Alors que ses pensées s’enlisaient dans cette mélancolie, un craquement léger troubla le silence. Celadrian releva la tête, croyant d’abord à un souffle de vent contre les volets. Mais, plus loin dans la pièce, la lueur de la chandelle révéla une forme qui n’était pas là quelques instants plus tôt. Une ombre se dressait, longue et déformée, s’arrachant peu à peu à l’obscurité comme une silhouette distincte. Elle semblait vibrer au rythme de la flamme, mais demeurait étrangement compacte, menaçante, comme si elle possédait une volonté propre. Le roi, le souffle suspendu, sentit l’air se glacer derrière lui : quelque chose venait d’entrer dans sa solitude.

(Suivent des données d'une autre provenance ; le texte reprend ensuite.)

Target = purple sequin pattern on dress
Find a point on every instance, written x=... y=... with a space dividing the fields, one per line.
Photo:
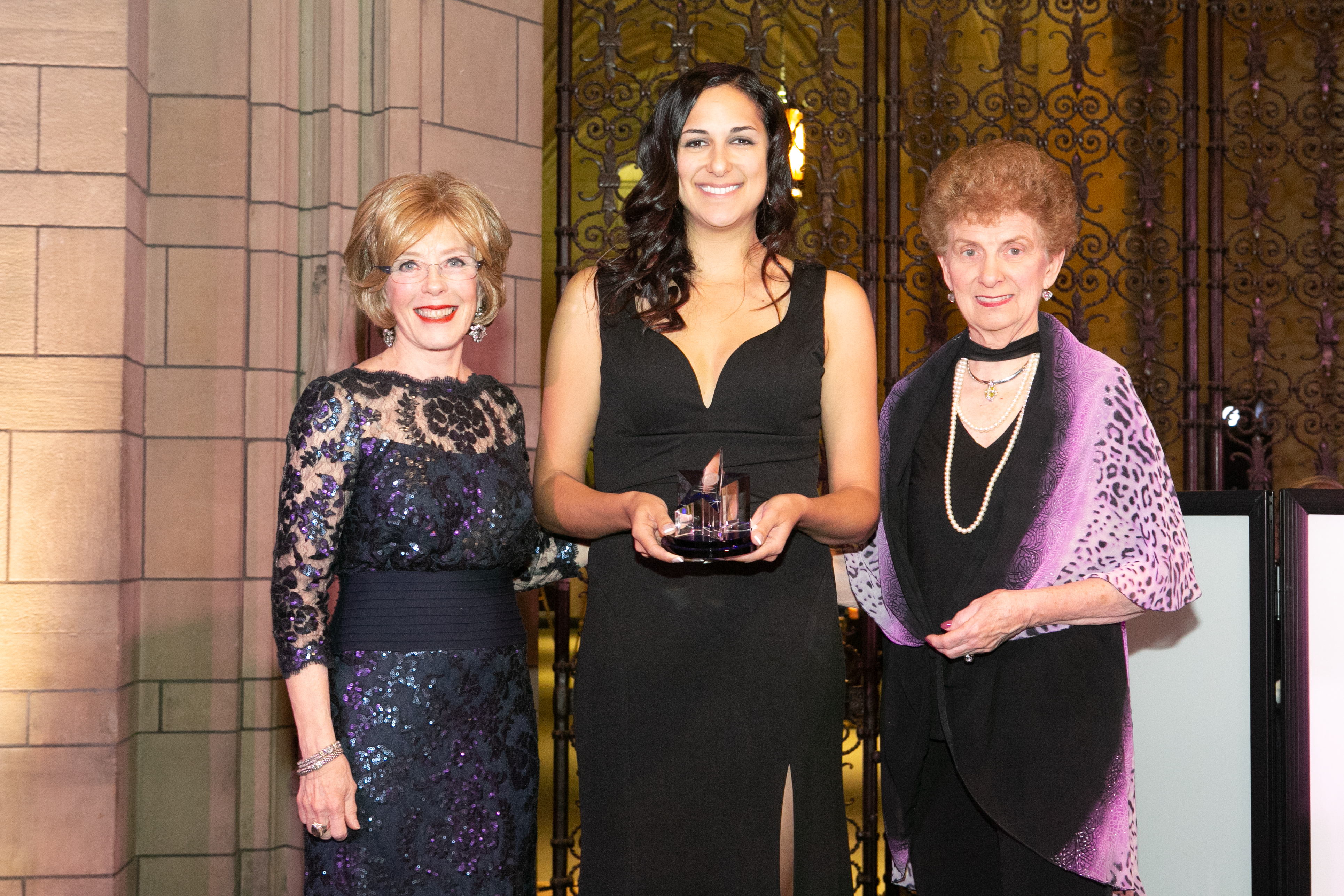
x=443 y=746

Dans un sursaut, Celadrian pivota sur sa chaise. Ce qu’il aperçut lui fit battre le cœur à s’en rompre : un homme se tenait face à lui, parfaitement ressemblant à sa propre personne. Son propre visage, ses traits tirés par la fatigue, se tenaient là, figés dans une expression vide et pourtant affamée. Les yeux, sans éclat, le fixaient avec une intensité inhumaine. Il n’eut pas le temps d’émettre un cri, ni même d’interroger ce cauchemar éveillé : déjà, son double levait un bras armé d’une lame qui jaillit de l’ombre comme une extension naturelle de sa main. Le froid du métal entra dans sa chair avec une brutalité effroyable, et la douleur le submergea d’un vertige rouge.